日本国憲法を巡る本質的な問い掛け。
「日本国憲法は制定当初、果たして“生きて”いたのか、
それとも“死んで”いたのか」。これまで、この「問い」はどれだけ自覚的に追及されて来たのか。
日本国憲法にとって、“急所”とも言える問いではあるまいか。
と言うのは、答えは、この問いが自覚された“瞬間”に、
出てしまうからだ。「死んでいた」と。
先ず、前文に「日本国民は…ここに主権が国民に存することを宣言し」
とあっても、被占領下にそのような事実があり得ないのは、
自明だろう。
更に、第3章の「国民の権利」も、全て占領当局=GHQの
恣意に委ねられた。
例えば、憲法は「検閲」を禁止している(21条2項)。
しかし、GHQによる検閲を抑止する力を、憲法は全く持たなかった
(被占領下の検閲の実態は江藤淳氏『閉ざされた
言語空間ー占領軍の検閲と戦後日本』文春文庫など参照)。

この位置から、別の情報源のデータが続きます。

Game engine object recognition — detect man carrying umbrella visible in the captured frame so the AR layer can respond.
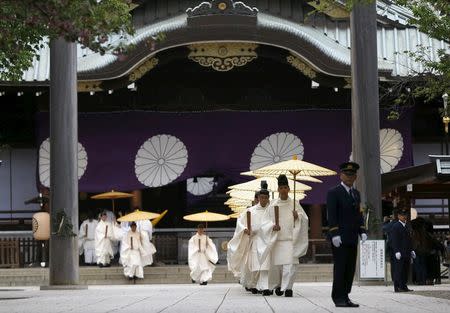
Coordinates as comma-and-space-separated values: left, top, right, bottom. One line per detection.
327, 162, 367, 307
227, 182, 270, 294
188, 224, 219, 285
95, 211, 121, 267
78, 212, 98, 265
120, 222, 156, 280
258, 175, 308, 297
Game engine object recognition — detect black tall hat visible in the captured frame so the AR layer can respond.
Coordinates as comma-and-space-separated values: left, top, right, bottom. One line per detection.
339, 162, 359, 175
277, 174, 289, 187
259, 180, 269, 196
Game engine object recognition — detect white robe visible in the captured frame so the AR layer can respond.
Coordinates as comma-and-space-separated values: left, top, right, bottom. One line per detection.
227, 204, 268, 288
257, 198, 308, 289
95, 220, 122, 265
78, 219, 98, 263
188, 234, 219, 283
120, 231, 156, 278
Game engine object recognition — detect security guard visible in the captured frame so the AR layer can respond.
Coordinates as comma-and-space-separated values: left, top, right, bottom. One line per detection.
390, 210, 416, 292
327, 162, 367, 307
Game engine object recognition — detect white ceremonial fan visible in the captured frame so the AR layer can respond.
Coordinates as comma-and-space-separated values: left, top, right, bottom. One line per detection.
380, 128, 403, 174
250, 132, 304, 171
39, 138, 88, 188
186, 177, 214, 196
134, 135, 188, 187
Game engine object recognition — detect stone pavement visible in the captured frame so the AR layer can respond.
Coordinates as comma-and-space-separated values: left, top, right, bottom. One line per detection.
0, 283, 450, 313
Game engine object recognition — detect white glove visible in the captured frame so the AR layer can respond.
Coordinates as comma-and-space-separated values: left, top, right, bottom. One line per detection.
361, 233, 367, 243
331, 236, 342, 248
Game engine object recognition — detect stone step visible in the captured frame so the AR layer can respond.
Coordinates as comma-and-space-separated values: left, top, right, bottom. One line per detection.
0, 264, 342, 286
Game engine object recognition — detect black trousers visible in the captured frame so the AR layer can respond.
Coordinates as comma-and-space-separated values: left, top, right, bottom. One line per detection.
331, 245, 357, 303
394, 256, 411, 289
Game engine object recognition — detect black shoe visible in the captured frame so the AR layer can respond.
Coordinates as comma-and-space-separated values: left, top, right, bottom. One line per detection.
394, 288, 408, 292
334, 301, 348, 308
275, 287, 284, 297
347, 299, 359, 308
403, 287, 414, 292
284, 289, 294, 298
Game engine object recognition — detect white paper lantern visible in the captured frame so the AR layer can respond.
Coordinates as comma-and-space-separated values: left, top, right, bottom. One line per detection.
32, 212, 50, 240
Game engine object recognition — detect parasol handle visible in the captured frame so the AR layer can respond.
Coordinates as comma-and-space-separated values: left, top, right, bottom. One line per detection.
292, 173, 297, 228
274, 205, 280, 227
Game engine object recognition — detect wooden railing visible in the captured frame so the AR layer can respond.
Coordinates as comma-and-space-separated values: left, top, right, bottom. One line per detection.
0, 238, 41, 267
0, 239, 20, 267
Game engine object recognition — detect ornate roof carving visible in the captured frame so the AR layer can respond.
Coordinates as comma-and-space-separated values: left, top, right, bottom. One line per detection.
186, 0, 258, 18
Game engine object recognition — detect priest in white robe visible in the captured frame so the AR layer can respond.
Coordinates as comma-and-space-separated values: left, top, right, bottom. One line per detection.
258, 175, 308, 297
120, 222, 156, 279
95, 212, 122, 267
188, 224, 219, 285
227, 183, 269, 294
78, 214, 98, 265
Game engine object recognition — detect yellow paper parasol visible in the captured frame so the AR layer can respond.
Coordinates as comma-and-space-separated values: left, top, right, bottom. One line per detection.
91, 190, 133, 212
183, 211, 230, 222
253, 155, 336, 179
224, 198, 253, 206
117, 210, 161, 222
228, 177, 312, 193
230, 206, 248, 213
253, 155, 336, 210
228, 212, 241, 218
241, 171, 323, 183
183, 211, 230, 228
152, 210, 169, 226
227, 189, 306, 200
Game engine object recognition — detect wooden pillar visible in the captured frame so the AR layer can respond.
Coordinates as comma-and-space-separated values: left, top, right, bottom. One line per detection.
49, 38, 79, 286
130, 190, 144, 210
350, 1, 382, 239
309, 204, 322, 239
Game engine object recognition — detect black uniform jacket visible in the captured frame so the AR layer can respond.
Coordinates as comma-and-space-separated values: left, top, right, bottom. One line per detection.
327, 184, 366, 245
390, 221, 412, 258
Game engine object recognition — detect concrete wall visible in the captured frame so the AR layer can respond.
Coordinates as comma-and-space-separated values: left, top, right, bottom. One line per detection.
0, 148, 39, 219
413, 142, 445, 165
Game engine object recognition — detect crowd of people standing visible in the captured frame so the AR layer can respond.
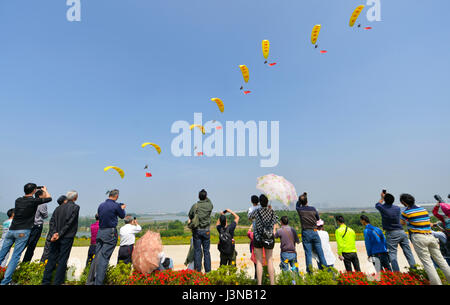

「言論の自由」(同条1項)をはじめ、立憲主義の観点から
最も重視すべき同章の規定は、憲法制定当初、殆ど実効性を
備えていなかった。
更に、同章に限らず、憲法全体が、GHQの意思に反しない
範囲内でのみ、効力を持ち得たに過ぎない。
憲法の本質である「国の最高法規」(98条)としての地位を、
実態としては与えられていなかった。
つまり「死んでいた」のだ。日本国憲法は、少なくともその制定“当初”において、
「死んだ」状態からスタートした。極めて不遇で、悲劇的な憲法と言う他ない。